Some machines may offer as many as 24 different versions of poker and keno; some even offer a bingo game.
Yet for the small manufacturer like AGT, it is easy to get caught behind the curve.
Just as the AGT "Wizard of Odds" keno machine was released, exclusively to American Music vended routes, multi-game function was authorized and quickly became the norm. And when new rules shortly afterward allowed bonus features, nimble designers at other brands soon incorporated them.
Thus, the small maker may find themselves always at the drawing board trying to play catch up instead of trying to get ahead.
But Stedman's steady, calm demeanor may be a reflection on how American Music and AGT operate: steady, methodical progress without the radical spikes up and down and swings forward and back.
A new AGT game suite has been submitted to the state lab and is nearing approval, Stedman said. This game chip-set will include 10 new poker games and three new kenos, all fleshed out with plenty of high entertainment bonus round features. Of course it will come with new glass upgrades as well.
In addition, Stedman says, a new slant-top with all associated components upgraded will also soon be submitted to the state for approval in 2008.
The machines will feature sate-of-the-art hardware, more memory and a faster processor, according to Stedman. And, most importantly, it will have some feautres no other machines sport, he said.
"You only need one or two exceptional games for a machine to be a hit," he says.
"I've really got to commend the owners of AGT and American Music for their commitment to bring their location operators something unique and different.
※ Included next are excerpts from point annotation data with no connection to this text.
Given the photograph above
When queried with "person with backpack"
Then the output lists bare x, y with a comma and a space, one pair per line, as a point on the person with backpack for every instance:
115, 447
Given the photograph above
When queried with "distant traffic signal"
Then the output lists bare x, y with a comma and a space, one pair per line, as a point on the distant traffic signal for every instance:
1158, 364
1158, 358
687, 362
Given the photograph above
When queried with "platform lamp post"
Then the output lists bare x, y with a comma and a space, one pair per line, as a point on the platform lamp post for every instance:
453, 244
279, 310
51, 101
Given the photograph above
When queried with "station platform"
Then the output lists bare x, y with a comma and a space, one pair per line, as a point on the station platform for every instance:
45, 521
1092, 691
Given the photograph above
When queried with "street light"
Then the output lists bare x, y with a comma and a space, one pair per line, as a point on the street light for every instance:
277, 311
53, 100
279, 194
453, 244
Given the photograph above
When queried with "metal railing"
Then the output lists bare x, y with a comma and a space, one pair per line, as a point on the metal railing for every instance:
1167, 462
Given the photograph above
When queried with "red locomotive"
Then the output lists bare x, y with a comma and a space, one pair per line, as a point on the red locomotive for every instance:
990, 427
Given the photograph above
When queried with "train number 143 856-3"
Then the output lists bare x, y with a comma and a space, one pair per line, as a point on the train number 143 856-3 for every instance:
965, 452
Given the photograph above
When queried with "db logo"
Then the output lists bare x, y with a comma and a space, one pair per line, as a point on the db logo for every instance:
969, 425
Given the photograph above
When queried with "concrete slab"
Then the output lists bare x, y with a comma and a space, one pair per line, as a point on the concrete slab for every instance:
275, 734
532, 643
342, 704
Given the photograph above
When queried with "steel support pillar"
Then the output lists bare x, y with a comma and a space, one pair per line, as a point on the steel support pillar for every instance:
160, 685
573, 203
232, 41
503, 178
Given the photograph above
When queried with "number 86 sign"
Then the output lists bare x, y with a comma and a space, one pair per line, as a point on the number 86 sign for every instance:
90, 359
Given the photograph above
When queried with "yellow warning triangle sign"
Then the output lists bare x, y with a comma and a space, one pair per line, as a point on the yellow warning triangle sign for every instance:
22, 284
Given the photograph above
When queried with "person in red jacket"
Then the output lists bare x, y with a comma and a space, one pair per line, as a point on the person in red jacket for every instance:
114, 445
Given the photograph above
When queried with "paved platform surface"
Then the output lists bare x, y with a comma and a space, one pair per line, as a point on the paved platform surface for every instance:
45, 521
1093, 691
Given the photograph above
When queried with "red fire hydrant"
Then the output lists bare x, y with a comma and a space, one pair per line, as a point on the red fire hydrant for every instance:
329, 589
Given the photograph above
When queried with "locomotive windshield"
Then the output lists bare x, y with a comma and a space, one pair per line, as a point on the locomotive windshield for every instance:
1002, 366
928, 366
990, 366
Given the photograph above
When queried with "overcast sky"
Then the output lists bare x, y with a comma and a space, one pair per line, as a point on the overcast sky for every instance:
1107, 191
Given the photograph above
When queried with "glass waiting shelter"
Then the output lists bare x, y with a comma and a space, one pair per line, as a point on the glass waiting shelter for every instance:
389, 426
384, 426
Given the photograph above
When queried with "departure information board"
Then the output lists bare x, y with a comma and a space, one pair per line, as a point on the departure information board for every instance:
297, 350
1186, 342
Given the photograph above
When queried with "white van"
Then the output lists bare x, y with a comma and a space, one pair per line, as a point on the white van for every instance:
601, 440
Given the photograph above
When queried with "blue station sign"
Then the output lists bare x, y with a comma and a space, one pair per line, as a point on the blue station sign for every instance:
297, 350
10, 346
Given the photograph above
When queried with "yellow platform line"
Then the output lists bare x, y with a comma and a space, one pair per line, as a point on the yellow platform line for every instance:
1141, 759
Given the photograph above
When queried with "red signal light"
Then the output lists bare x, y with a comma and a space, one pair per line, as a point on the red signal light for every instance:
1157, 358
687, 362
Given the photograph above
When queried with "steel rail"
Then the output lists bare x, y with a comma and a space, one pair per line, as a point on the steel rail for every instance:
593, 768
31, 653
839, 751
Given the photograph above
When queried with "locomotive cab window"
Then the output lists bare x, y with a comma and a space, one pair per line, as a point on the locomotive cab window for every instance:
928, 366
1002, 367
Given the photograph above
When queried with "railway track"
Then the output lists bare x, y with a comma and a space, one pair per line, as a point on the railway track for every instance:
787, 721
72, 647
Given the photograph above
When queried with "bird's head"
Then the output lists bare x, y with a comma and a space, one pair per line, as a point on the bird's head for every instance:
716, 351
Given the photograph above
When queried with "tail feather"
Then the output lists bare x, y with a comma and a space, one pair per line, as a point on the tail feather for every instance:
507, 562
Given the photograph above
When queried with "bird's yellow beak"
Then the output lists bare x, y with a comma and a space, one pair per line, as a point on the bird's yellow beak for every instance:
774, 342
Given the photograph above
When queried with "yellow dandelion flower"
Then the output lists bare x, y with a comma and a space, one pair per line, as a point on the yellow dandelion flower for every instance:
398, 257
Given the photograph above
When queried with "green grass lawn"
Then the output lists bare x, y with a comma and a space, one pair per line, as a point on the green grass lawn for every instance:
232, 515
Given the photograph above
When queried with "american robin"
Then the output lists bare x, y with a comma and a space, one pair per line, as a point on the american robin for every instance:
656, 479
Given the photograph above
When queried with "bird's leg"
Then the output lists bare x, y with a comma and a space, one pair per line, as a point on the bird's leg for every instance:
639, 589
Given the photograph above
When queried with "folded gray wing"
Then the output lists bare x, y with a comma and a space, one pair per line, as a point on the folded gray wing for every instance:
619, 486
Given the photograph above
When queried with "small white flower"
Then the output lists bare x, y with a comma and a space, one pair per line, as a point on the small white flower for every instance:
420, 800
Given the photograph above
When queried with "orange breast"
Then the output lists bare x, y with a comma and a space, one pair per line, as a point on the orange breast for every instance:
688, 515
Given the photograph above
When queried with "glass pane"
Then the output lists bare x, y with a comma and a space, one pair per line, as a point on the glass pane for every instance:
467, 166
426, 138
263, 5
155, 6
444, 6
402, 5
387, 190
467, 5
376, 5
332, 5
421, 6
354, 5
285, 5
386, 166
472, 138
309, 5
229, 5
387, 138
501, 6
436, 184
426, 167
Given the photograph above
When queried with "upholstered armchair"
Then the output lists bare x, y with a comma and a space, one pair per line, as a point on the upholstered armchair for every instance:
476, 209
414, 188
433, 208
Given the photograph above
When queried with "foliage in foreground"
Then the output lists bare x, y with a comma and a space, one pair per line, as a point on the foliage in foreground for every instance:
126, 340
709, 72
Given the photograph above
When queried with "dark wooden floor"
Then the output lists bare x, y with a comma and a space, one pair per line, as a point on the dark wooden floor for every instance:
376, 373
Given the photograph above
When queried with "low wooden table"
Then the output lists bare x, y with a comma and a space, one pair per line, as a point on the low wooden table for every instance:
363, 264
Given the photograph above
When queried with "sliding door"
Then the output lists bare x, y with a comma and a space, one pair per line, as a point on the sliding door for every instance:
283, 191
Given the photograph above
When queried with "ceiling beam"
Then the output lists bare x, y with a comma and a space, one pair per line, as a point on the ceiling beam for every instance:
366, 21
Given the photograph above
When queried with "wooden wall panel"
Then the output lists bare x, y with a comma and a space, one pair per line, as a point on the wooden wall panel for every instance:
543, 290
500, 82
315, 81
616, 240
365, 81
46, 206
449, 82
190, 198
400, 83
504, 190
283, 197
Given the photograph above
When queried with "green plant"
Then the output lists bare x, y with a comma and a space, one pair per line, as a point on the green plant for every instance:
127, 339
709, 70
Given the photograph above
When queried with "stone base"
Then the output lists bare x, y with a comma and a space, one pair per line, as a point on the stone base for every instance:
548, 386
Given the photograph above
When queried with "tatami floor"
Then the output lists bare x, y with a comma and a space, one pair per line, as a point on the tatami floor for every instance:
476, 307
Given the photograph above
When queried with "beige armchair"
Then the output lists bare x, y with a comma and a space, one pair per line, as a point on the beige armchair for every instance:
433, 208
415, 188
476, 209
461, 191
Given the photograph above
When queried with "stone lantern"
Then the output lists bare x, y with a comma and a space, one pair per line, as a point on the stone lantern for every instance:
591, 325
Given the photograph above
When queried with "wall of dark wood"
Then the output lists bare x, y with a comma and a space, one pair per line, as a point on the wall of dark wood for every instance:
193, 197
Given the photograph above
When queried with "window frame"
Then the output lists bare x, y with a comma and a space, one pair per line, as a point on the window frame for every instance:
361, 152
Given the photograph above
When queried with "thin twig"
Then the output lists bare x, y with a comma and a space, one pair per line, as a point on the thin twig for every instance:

The investment in designing a game, then building it is so huge."
AGT uses programming facilities in Texas and graphic artists in Seattle with assembly conducted in Great Falls.
Stedman also warned that the state's machine earnings performance data can appear skewed to those who don't take report parameters into account. He notes the reports are for establishments with 20 or more games, and another version for places with with 19 or fewer, both with two or more of a given machine model in operation.
Since only around 100 of the original "Wizard of Odds" AGT units were built, almost no establishments have two or more units under permit.
"Some performed real well, others not so well," he says.
Stedman echoes what other business leaders have been saying lately: "The business is evolving and becoming very competitive. Machines doing what they did 10 years ago is not enough; all the costs are up."
He also notes American Music is somewhat choosey about which locations it will vend.
"We're looking more for quality than quantity," he says. At the cost of today's modern machines--$10,000-$11,000--a vendor can't afford to put these big equipment investments in the smallest, most marginal locations; it simply takes too much time to earn back the investment, he says.
American Music has been buying and placing a lot of Summit and Speilo machines as well as upgraded IGT's, Stedman says.
And with the pending release of the U.S. Treasury's latest version of the five-dollar bill, the consequent costs of bill acceptor upgrades or wholesale replacement is going to hit with equal force vendors and operators who own their own machines.
However, Stedman suggests one way to delay or partially escape the impact is to "train customers to use 20-dollar bills (which old and new bill validators will handle) instead of the old fives."
Business is brisk at American Music, Stedman concludes. "We set a new location every seven weeks during 2007. We're buying a lot of equipment and we're paying a lot of taxes."